Präsidentschaftswahl in der Ukraine:Warten auf ein  Wunder

Warum die Ukrainer politische Fragen so persönlich nehmen und welche Rolle bei der Abstimmung neue Technologien, Sowjetnostalgie und Paddington Bär spielen.

Von Sofia Andruchowytsch

Die Schlange beginnt in der Ecke der Eingangshalle, windet sich um die Säulen, steigt die Treppe auf und läuft bis zum Ende des Korridors. Im Erdgeschoss dieser Kiewer Bezirksverwaltung wimmelt es von Menschen. Wir stehen bereits seit zwei Sunden hier und haben erst die Hälfte geschafft. Plötzlich drängelt sich ein Mann durch. Er zittert vor Aufregung, auf seiner Stirn perlen Schweißtropfen. "Wollen sich alle diese Menschen registrieren lassen, um an einem anderen Ort zu wählen ?", fragt er und kann es nicht glauben. Er ist gekommen, um herauszufinden, wie er im Ausland, wo er lebt, seine Stimme abgeben kann: "Das gab es noch nie, dass man sich in Kiew so für die Wahl interessiert hat!", ruft er. Eine Freundin von mir lebt in Polen und wird am Wahltag 600 Kilometer zurücklegen, um ihre Stimme abzugeben. Die Ukrainer nehmen in der Tat große Mühen auf sich.

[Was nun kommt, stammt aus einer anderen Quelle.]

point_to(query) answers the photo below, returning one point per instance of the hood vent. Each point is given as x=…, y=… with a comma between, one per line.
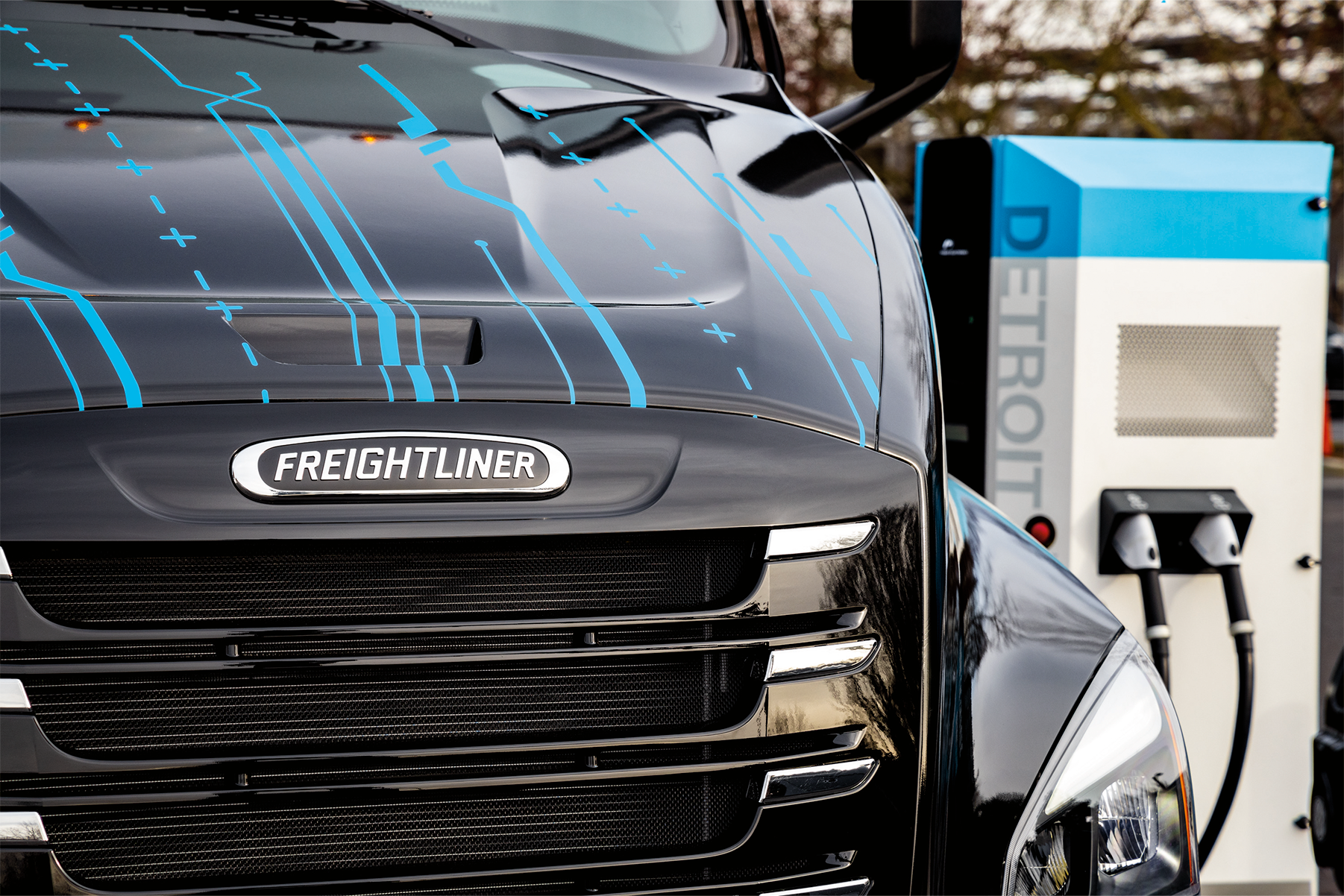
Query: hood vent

Die erste Runde der Präsidentschaftswahl gilt als die demokratischste und transparenteste Willensbekundung in der modernen Geschichte des Landes. Seit dem Maidan sind die Ukrainer überzeugt davon, dass sie Einfluss auf die Entwicklung ihres Landes nehmen können. Nun ist die Frage, ob sie die Ereignisse realistisch bewerten und die richtigen Schlüsse ziehen - und ob sie diese Wahl als die ihre begreifen und nicht als Folge von Manipulationen.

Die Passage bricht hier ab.